Fiilin terki ile alakalı Şâri’nin hitabı kesin bir talep olduğunda o, haramdır. Eşanlamı ise mahzurdur/yasaktır. Haram, faili/işleyeni Şer’an zemmedilendir.
Fiilin terki ile alakalı Şâri’nin hitabı kesin bir talep değilse, o mekruhtur. Mekruh; “terk edeni Şer’an övülen, yapanı ise Şer’an kınanmayan husustur” şeklinde tarif edildi.

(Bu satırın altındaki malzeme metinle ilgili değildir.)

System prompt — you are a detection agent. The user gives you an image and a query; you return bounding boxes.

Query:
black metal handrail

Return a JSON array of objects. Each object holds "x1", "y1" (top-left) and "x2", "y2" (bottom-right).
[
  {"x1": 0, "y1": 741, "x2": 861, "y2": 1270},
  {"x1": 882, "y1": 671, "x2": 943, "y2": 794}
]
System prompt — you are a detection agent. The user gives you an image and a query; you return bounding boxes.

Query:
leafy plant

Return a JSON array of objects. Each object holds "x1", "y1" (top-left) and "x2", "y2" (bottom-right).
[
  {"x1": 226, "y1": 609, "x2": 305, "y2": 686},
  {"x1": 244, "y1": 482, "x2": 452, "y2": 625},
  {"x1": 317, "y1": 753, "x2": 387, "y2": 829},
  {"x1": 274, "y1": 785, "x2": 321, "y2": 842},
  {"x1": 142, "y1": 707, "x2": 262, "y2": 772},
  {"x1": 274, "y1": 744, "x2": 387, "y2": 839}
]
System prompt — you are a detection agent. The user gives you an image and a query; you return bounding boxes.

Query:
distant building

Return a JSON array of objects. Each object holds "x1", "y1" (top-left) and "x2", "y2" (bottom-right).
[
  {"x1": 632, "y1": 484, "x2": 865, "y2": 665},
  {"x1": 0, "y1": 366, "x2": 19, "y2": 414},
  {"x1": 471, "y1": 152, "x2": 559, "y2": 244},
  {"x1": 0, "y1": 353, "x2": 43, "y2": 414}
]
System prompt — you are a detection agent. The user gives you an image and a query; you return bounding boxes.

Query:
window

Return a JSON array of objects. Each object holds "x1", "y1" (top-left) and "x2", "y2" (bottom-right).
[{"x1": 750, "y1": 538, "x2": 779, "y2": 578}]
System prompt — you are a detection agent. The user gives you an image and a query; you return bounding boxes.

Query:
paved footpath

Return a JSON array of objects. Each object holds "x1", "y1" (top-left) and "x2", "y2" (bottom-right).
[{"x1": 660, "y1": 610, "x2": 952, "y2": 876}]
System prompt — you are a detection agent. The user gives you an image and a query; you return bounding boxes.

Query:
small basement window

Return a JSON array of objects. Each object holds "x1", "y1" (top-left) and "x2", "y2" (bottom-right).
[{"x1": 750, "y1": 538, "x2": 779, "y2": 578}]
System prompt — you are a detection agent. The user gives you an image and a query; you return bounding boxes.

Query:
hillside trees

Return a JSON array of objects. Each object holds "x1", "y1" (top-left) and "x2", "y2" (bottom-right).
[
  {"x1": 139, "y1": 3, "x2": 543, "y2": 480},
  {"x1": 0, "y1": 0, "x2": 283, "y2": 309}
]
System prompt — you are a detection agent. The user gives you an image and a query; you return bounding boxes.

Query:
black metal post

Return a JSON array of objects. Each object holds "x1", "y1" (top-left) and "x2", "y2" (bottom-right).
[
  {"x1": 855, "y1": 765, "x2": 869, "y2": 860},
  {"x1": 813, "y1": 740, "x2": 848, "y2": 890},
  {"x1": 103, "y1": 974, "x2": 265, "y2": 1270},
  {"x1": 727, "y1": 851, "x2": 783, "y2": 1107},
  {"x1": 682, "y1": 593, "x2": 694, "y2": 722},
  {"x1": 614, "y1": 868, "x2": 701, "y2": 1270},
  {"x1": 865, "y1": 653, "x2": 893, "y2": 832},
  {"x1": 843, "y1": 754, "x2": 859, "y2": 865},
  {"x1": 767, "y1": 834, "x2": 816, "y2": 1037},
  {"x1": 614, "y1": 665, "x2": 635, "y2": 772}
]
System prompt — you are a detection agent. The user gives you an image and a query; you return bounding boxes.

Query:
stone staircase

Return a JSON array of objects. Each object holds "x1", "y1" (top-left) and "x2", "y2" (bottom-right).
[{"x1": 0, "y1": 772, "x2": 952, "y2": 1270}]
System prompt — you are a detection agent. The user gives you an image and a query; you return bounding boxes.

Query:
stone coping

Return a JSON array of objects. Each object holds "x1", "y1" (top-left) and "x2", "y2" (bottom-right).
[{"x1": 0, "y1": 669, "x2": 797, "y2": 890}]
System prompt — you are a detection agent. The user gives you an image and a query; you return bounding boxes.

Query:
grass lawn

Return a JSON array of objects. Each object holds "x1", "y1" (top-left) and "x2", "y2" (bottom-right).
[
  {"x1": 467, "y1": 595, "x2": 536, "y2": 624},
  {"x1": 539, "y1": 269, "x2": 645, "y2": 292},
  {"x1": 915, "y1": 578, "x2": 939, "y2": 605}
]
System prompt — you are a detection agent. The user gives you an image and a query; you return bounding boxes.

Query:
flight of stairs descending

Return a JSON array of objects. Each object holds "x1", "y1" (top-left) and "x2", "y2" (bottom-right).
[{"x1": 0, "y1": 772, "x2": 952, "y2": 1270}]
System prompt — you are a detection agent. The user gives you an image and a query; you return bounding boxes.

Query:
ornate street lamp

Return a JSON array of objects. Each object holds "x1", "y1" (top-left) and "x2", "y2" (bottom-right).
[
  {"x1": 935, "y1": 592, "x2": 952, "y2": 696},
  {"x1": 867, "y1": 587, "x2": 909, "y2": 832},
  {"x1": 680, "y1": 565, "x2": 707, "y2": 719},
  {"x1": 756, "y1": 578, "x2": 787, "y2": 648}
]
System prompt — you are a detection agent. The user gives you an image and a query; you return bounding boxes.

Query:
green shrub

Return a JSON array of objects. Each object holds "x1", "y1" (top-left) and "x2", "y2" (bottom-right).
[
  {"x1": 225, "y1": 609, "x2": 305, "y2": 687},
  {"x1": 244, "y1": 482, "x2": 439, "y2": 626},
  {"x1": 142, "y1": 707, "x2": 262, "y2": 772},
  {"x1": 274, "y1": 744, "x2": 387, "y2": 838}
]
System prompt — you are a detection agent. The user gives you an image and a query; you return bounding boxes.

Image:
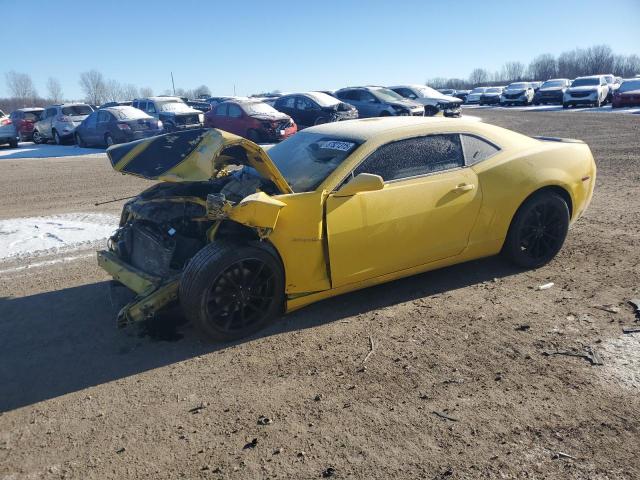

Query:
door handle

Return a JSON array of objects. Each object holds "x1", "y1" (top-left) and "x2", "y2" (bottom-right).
[{"x1": 453, "y1": 183, "x2": 475, "y2": 192}]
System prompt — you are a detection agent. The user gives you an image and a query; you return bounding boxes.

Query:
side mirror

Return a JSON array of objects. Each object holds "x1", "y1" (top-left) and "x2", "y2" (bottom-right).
[{"x1": 334, "y1": 173, "x2": 384, "y2": 197}]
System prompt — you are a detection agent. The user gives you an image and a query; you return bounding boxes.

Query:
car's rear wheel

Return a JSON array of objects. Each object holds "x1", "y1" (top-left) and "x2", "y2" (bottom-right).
[
  {"x1": 503, "y1": 191, "x2": 569, "y2": 268},
  {"x1": 32, "y1": 130, "x2": 42, "y2": 145},
  {"x1": 179, "y1": 242, "x2": 284, "y2": 342}
]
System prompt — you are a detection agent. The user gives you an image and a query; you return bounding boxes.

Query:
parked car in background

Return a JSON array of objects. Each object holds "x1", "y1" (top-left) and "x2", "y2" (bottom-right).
[
  {"x1": 453, "y1": 90, "x2": 471, "y2": 102},
  {"x1": 33, "y1": 103, "x2": 94, "y2": 145},
  {"x1": 336, "y1": 87, "x2": 424, "y2": 118},
  {"x1": 131, "y1": 96, "x2": 204, "y2": 132},
  {"x1": 611, "y1": 78, "x2": 640, "y2": 108},
  {"x1": 205, "y1": 96, "x2": 249, "y2": 108},
  {"x1": 464, "y1": 87, "x2": 489, "y2": 105},
  {"x1": 74, "y1": 106, "x2": 163, "y2": 147},
  {"x1": 500, "y1": 82, "x2": 535, "y2": 106},
  {"x1": 9, "y1": 107, "x2": 44, "y2": 142},
  {"x1": 205, "y1": 99, "x2": 298, "y2": 143},
  {"x1": 94, "y1": 101, "x2": 133, "y2": 110},
  {"x1": 0, "y1": 110, "x2": 18, "y2": 148},
  {"x1": 186, "y1": 100, "x2": 211, "y2": 113},
  {"x1": 533, "y1": 78, "x2": 571, "y2": 105},
  {"x1": 478, "y1": 87, "x2": 504, "y2": 105},
  {"x1": 273, "y1": 92, "x2": 358, "y2": 128},
  {"x1": 562, "y1": 75, "x2": 609, "y2": 108},
  {"x1": 389, "y1": 85, "x2": 462, "y2": 117}
]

İster serbestliğe dair açık bir nâss ile olsun, ister nâsdaki talebin sîgasından serbestlik anlaşılsın, Şâri’nin hitabı fiilin yapılması ve terk edilmesi arasındaki serbestlik ile alakalı ise o, mubahtır. Hitabın serbestlikle alakalı olduğunun talebin sîgasından anlaşılması şöyle olur: Eğer hitap, iki farklı durumda bir tek hükümde nehiyden sonra emir sîgasıyla da gelmiş olsa mubah olur.
Şer’î hükümler teklif hitabında kesinlikle bu beş husustan dışarı çıkmazlar.
Vacib:
Vacib ve farz aynı anlama gelir. Aralarında fark yoktur. Birbirinin eşanlamlısı lafızlardır. Fakat bazı müçtehitler şöyle demiştir: “Teklif, Kitap ve mütevatir Sünnet gibi katî bir delille sabit ise o farzdır. Haberi Ahad/fertlerin haberi ve kıyas gibi zanni bir delille sabit ise o vacibtir.” Bu söz ne lügatte ne de Şeriatta kendisine delâlet eden bir delil olmaksızın ortaya konan bir hükümdür. Onlar için bir ıstılah olması da doğru değildir. Çünkü ıstılah, anlamlara belirli isimlerin verilmesidir. Bu ise, bu türden bir şey değildir. Belirli bir anlamın ya da isimlendirmenin tarifidir. Dolayısıyla vakıaya mutabık olması gerekir. Bu isimlendirmenin vakıası, Şâri’nin kesin bir şekilde talep ettiği husustur. Talebin katî bir delille veya zanni bir delille sabit olması arasında bir fark toktur. Zira mesele hitabın delâlet ettiği hususla alakalı bir meseledir, hitabın sübutu ile alakalı değildir.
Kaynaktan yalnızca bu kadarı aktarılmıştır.